Therapies for Cirrhotic Cardiomyopathy: Current Perspectives and Future Possibilities

Abstract

Cirrhotic cardiomyopathy (CCM) is defined as cardiac dysfunction associated with cirrhosis in the absence of pre-existing heart disease. CCM manifests as the enlargement of cardiac chambers, attenuated systolic and diastolic contractile responses to stress stimuli, and repolarization changes. CCM significantly contributes to mortality and morbidity in patients who undergo liver transplantation and contributes to the pathogenesis of hepatorenal syndrome/acute kidney injury. There is currently no specific treatment. The traditional management for non-cirrhotic cardiomyopathies, such as vasodilators or diuretics, is not applicable because an important feature of cirrhosis is decreased systemic vascular resistance; therefore, vasodilators further worsen the peripheral vasodilatation and hypotension. Long-term diuretic use may cause electrolyte imbalances and potentially renal injury. The heart of the cirrhotic patient is insensitive to cardiac glycosides. Therefore, these types of medications are not useful in patients with CCM. Exploring the therapeutic strategies of CCM is of the utmost importance. The present review summarizes the possible treatment of CCM. We detail the current status of non-selective beta-blockers (NSBBs) in the management of cirrhotic patients and discuss the controversies surrounding NSBBs in clinical practice. Other possible therapeutic agents include drugs with antioxidant, anti-inflammatory, and anti-apoptotic functions; such effects may have potential clinical application. These drugs currently are mainly based on animal studies and include statins, taurine, spermidine, galectin inhibitors, albumin, and direct antioxidants. We conclude with speculations on the future research directions in CCM treatment.
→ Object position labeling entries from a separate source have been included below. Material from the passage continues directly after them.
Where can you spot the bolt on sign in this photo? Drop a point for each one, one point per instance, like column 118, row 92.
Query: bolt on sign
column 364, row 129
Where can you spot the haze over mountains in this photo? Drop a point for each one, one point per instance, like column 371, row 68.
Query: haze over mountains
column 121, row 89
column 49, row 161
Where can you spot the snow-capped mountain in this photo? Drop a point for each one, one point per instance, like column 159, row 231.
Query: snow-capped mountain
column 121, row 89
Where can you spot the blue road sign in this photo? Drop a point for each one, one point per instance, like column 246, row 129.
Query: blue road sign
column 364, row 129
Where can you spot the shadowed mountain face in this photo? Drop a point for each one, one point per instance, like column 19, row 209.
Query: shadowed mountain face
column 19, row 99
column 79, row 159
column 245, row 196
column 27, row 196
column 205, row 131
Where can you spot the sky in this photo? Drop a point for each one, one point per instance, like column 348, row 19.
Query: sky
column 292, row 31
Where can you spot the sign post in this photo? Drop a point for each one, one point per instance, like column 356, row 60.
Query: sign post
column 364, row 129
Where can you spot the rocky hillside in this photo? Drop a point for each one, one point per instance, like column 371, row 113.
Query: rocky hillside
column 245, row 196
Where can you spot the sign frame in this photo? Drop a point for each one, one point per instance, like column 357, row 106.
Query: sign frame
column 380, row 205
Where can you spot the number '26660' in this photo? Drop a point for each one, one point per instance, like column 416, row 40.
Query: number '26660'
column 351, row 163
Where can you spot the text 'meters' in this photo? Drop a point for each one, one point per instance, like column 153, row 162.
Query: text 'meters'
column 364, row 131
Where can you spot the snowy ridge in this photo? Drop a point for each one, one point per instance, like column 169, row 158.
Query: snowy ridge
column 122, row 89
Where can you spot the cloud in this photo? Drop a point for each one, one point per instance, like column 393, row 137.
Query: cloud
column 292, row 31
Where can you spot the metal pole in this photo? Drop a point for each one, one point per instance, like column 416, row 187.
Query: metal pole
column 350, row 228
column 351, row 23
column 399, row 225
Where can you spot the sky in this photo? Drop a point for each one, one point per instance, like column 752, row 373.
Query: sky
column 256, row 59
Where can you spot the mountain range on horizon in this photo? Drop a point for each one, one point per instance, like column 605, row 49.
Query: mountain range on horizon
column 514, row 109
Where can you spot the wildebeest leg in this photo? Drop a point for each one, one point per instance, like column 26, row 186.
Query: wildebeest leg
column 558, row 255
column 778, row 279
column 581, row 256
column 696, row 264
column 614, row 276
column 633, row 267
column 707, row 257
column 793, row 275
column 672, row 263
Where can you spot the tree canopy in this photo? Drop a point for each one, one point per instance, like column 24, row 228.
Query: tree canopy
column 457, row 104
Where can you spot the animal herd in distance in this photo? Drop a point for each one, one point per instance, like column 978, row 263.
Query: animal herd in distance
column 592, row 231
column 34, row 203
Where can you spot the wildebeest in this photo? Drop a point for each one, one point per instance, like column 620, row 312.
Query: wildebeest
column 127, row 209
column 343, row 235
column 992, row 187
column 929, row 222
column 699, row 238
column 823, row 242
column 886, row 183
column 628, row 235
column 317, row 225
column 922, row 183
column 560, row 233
Keywords: anti-apoptosis; anti-inflammation; antioxidants; beta blockers; cirrhotic cardiomyopathy; treatments.

Figure 1

Schematic diagram of pathogenic mechanisms of CCM and therapeutic targets. + denotes positive or stimulatory effect. —denotes negative or inhibitory effect. NSBB: non-specific beta-blocker. TNFα: tumor necrosis factor alpha. IL-1β: interleukin 1beta. HO: hemo oxygenase. CO: carbon monoxide. NO: nitric oxide. ROS: reactive oxygen species. PKA: protein kinase A. PKG: protein kinase G. N-Lac: N-acetyllactosamine.